Nowoczesna tuczarnia przyszłości – przestrzeń, technologia i dobrostan świń
Tuczarnia o wymiarach 14 m × 62 m powstała w większości z metalowych elementów, a na jednego tucznika przewidziano ponad 50% więcej powierzchni niż minimalne wymagania. By spełnić najwyższe standardy dobrostanu, będzie 1,5 m2 na sztukę. W każdym z 44 kojców będzie utrzymywane tylko 10 świń, którym zapewniono materiał manipulacyjny. Wygrodzenia są ażurowe, ze stali ocynkowanej połączonej z kwasoodporną, dzięki czemu są trwalsze. W przegrodach między kojcami umieszczono 22 tubomaty, do których prowadzą dwie niezależne linie paszociągu. Oznacza to, że w budynku można utrzymywać dwie grupy wiekowe świń.
Budowa w ekspresowym tempie. Nowa hala dla zwierząt powstała w zaledwie dwa miesiące!
Hala wraz z kanałami gnojowicowymi powstała w ciągu dwóch miesięcy. Później kilka tygodni zajęło jej wyposażanie. Chlewnia ma wysokość 6 m. Na zewnątrz halę pokrywa blacha galwanizowana, dodatkowo powlekana farbą antykorozyjną, zabezpieczającą przed warunkami środowiskowymi. Pod nią znajduje się izolacja z 20-centymetrowej warstwy wełny mineralnej. Od środka hala jest pokryta tworzywem sztucznym odpornym na agresywne środowisko, które panuje w tuczarni. Dodatkowo do wysokości 1,2 m ściany zabezpieczone są panelami PCV.

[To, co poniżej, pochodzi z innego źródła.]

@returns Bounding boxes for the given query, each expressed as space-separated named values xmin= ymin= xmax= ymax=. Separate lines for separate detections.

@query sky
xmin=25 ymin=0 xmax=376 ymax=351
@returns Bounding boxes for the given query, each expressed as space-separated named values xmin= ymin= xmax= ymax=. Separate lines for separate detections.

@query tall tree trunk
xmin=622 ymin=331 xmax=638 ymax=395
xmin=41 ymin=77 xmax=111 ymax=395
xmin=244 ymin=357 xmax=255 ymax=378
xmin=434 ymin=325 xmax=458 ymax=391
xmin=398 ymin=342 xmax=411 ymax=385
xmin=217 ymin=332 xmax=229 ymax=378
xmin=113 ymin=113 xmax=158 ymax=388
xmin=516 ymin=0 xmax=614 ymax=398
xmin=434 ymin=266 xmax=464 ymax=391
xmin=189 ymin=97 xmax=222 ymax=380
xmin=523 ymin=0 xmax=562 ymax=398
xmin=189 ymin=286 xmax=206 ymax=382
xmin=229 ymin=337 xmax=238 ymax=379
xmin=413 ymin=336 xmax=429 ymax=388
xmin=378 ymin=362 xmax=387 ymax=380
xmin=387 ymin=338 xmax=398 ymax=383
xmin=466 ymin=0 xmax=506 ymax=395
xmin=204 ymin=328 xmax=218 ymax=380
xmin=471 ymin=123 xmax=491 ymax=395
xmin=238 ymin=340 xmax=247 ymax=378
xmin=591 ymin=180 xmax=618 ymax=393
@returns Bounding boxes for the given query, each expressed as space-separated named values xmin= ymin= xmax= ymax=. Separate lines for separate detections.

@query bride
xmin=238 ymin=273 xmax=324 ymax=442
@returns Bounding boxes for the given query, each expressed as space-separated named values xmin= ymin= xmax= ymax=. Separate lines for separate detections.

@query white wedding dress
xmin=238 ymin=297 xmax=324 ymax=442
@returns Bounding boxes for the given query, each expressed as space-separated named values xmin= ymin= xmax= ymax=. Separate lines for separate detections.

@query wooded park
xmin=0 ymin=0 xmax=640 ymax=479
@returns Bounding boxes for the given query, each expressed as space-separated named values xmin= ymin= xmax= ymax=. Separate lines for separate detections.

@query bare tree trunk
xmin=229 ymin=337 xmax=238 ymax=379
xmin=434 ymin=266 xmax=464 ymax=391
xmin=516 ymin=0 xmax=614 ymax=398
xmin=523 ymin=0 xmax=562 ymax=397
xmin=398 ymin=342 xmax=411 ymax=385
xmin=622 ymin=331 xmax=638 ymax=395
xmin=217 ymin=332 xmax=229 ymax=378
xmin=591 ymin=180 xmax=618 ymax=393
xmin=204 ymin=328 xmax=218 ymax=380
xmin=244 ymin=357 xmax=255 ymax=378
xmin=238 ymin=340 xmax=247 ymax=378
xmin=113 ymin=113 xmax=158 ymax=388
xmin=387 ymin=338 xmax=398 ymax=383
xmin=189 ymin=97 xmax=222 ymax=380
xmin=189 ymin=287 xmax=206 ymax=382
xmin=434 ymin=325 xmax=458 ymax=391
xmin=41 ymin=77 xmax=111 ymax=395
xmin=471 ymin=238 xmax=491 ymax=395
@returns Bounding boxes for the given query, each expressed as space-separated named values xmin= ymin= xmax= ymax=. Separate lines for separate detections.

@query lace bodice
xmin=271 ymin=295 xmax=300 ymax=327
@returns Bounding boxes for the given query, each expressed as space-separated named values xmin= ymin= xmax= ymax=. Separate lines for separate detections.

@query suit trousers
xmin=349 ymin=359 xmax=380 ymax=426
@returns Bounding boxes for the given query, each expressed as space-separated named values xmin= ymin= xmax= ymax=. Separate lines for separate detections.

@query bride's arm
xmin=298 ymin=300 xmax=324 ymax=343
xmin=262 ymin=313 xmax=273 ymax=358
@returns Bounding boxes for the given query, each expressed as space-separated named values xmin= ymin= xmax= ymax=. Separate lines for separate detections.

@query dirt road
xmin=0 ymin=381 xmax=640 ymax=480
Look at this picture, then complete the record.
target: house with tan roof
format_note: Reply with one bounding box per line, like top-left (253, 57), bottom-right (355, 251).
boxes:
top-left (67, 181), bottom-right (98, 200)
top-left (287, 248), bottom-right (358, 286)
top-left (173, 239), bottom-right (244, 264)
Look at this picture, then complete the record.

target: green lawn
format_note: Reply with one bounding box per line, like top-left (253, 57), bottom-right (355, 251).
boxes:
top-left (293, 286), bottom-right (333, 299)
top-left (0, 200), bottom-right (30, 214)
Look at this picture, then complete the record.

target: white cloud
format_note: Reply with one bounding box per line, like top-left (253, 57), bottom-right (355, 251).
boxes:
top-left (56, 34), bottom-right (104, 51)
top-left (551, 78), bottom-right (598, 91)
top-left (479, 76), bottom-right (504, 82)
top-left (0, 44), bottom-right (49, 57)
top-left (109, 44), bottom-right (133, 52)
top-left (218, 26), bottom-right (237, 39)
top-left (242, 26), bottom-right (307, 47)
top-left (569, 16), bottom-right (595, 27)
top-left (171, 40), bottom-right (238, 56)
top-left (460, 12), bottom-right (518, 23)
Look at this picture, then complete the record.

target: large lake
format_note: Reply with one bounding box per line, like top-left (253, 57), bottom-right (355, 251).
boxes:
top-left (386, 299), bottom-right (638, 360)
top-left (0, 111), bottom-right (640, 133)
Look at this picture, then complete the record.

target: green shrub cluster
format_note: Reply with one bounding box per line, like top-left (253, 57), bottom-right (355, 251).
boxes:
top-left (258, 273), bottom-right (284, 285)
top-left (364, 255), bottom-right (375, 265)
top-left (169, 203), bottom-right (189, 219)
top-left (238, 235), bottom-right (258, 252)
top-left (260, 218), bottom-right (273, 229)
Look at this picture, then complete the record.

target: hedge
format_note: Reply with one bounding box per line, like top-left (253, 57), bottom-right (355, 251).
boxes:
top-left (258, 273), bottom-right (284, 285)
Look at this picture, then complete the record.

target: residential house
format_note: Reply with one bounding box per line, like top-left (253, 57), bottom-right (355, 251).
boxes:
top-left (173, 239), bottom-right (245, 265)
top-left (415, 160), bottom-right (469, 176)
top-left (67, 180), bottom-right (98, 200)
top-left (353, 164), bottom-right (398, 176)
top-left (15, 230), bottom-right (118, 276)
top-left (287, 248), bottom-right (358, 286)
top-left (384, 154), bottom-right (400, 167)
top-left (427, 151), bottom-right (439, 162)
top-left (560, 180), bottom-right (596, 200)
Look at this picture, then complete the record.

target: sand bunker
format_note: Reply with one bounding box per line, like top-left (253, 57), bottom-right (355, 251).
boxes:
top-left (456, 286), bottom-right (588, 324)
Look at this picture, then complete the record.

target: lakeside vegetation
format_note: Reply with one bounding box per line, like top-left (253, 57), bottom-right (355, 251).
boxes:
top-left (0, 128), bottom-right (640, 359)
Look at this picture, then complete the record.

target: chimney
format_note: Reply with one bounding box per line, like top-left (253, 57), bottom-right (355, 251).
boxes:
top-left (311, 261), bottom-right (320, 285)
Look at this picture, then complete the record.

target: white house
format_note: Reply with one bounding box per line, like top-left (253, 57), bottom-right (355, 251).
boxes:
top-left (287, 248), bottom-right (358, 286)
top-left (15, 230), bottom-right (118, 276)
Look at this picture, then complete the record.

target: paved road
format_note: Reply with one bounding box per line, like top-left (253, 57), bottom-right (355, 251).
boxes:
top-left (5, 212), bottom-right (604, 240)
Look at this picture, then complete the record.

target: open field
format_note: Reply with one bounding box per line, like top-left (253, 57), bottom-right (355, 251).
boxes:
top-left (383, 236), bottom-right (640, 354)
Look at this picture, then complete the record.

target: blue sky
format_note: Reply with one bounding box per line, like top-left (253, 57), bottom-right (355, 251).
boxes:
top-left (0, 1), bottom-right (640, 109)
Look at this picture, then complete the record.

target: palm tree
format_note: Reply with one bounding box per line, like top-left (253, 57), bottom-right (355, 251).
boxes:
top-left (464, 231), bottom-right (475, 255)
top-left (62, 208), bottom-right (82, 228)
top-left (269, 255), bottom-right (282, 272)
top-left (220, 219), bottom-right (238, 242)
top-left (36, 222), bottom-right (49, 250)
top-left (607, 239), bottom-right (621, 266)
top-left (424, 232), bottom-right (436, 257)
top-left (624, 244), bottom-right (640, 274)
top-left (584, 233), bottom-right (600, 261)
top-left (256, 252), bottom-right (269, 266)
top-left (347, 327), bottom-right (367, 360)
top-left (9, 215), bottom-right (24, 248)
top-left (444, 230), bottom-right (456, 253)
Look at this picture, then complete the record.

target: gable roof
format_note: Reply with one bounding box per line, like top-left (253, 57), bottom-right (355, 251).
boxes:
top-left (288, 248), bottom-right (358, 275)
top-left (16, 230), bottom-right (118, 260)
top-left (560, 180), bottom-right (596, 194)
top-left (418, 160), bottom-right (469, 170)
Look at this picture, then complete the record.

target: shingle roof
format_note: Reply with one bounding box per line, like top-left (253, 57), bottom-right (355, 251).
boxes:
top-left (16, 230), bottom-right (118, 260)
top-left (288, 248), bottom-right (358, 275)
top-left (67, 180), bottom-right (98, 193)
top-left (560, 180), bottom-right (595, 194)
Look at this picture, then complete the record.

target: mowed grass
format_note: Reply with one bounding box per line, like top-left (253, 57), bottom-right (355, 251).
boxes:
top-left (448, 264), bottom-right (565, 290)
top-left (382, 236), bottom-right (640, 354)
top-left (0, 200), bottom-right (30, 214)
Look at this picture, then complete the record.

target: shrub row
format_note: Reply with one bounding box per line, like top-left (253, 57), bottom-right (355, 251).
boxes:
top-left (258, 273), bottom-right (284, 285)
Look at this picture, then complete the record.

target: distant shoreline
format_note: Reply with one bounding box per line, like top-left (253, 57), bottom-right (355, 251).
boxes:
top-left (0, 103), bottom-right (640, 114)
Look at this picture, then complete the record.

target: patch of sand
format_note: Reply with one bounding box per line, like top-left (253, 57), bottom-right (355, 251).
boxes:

Inteligentna wentylacja i czujniki środowiskowe
Innowacją w tuczarni jest również wentylacja oparta na dwóch systemach. W okresie zimowym powietrze wchodzi automatycznie zamykanymi i otwieranymi wlotami rozmieszczonymi na bocznych ścianach budynku, a na zewnątrz usuwane jest przez 5 sufitowych kominów wentylacyjnych. W chlewni znajdują się nie tylko czujniki temperatury, ale również dwutlenku węgla i wilgotności. Latem, gdy temperatura wzrasta powyżej 26°C, boczne wloty powietrza się zamykają, a włączają się tylne, zamontowane w szczytowej ścianie budynku – są cztery, każdy o powierzchni 1400 cm2. Dodatkowo możliwe jest schładzanie wchodzącego do tuczarni powietrza mgiełką wodną.